La gauche a gagné. Les zimmigris et autres français d’origine culturelle enrichissante ont envoyé un signe clair place de la Bastille en agitant les drapeaux de leur véritable « chez eux ».

Le mariage entre personne du même sexe va devenir une priorité absolue du gouvernement alors que le monde est en train de devenir de plus en plus instable. L’euthanasie va être poussée comme un choix de société moderne détruisant encore un peu plus la civilisation, pull qui se fait détricoter et qui ne nous couvre déjà plus en deçà du nombril.

Je ne parle même pas des choix économiques qui seront fait en fonction des lieux communs les plus infantiles, des clichés les plus éculés, les plus dispendieux et les moins efficaces.

On en prend bonne note, on souffle sur la douleur, on relève la tête et on sourit. On se moque. On les humilie. On les dénonce. Bref, on s’organise.

Voilà des années que nous nous la jouons chacun dans notre coin sans avoir la moindre influence sur quoi que ce soit. Ca ne peut plus nous convenir maintenant que nos cerveaux doivent sortir les couteaux pour ne pas devenir l’équivalent d’une province Afghane.

Alors d’une, on oublie la politesse, on n’arrête de se tenir bien, on pose des questions inconvenantes, la première d’entre-elles étant tout simplement « pourquoi » quand un moderne énonce doctement une platitude inepte. On immisce du doute. On n’hésite plus à se fâcher avec ceux qui collaborent activement ou passivement à notre
disparition. On crée un climat, on devient des virus qui contaminent ou tentent de le faire partout où ils vont, partout où ils sont. Surtout on ne les laisse plus dicter et définir les termes de la discussion. On leur refuse toute position morale supérieure. Ceci est une guerre culturelle désormais totale. Notre mission est de faire feu de tout bois, même avec la plus parfaite mauvaise foi si nécessaire car au final la vérité est absolue et elle est de notre côté.

Sur ce champ de bataille notre choix est simple : courir nous réfugier sur les hauteurs, ou ramasser tout ce qui nous tombe sous la main et faire face à cette armée de robots qui réduisent l’humain à des particularismes sexuels, ethniques, religieux et veulent légiférer en conséquence au lieu de le prendre comme un tout devant s’adapter ou s’en aller pour fonder sa communauté à son image.

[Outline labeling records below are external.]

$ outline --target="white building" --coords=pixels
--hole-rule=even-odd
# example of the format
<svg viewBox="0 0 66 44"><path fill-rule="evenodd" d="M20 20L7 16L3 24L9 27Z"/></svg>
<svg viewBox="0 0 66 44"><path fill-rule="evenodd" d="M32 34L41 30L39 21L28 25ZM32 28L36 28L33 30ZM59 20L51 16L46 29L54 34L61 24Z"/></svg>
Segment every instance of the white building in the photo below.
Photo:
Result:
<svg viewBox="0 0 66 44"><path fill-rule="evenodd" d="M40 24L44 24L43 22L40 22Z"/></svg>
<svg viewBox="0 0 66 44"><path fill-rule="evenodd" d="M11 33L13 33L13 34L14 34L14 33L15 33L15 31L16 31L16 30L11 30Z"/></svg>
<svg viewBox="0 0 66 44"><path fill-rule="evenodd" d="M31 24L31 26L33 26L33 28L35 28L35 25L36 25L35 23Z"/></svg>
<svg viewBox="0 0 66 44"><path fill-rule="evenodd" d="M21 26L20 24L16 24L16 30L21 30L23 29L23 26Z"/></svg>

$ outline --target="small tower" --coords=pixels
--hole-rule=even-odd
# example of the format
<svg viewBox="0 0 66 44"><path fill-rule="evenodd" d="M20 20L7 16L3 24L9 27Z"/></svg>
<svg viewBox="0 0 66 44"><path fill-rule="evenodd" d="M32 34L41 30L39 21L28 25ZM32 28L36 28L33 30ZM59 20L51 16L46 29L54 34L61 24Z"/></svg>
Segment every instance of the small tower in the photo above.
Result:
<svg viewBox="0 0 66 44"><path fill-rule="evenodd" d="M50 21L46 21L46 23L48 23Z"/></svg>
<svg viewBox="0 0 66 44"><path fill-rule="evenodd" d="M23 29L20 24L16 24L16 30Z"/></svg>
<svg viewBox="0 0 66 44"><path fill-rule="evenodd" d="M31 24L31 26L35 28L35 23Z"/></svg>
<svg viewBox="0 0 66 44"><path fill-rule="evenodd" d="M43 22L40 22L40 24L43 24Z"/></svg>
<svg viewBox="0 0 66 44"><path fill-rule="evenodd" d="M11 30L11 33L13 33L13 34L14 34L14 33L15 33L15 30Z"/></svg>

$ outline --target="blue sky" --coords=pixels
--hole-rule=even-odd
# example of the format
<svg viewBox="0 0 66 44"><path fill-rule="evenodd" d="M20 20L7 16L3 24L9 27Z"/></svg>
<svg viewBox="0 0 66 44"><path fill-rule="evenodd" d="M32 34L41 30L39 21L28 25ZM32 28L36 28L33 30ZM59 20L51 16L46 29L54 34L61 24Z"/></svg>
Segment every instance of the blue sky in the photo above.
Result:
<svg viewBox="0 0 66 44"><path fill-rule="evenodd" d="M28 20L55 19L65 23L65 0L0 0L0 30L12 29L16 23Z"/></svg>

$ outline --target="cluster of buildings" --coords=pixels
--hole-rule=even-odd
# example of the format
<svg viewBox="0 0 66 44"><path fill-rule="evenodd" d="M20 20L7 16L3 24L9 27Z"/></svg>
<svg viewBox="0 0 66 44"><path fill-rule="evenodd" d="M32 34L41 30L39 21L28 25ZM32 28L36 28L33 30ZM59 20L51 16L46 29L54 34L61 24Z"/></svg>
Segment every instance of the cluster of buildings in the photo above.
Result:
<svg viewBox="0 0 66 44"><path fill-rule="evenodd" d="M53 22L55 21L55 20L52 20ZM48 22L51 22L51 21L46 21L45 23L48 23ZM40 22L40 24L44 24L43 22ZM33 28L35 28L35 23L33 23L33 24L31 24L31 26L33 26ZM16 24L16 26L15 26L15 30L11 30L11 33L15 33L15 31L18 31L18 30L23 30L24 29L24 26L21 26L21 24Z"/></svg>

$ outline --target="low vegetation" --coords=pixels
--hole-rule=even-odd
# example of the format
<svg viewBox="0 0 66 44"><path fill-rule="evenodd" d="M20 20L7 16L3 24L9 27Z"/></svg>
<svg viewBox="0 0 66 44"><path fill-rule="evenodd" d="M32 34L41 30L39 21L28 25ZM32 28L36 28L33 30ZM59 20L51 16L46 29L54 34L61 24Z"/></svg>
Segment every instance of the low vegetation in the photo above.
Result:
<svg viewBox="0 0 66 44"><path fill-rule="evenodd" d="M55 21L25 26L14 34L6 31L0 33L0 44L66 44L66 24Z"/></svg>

L’opposition frontale, c’est maintenant. Venez voir de près mon front de taureau, on dirait qu’il a été fait pour s’adapter parfaitement à la cage thoracique de votre nihilisme.

Cette révolte vous parait peut-être adolescente. Je vais vous dire un secret, je m’en tape. Le Petit Mousse à un héritage culturel qu’il est de mon devoir de protéger, c’est la seule chose qui compte.

Et maintenant à la chicore avec un sourire en coin de maniaque!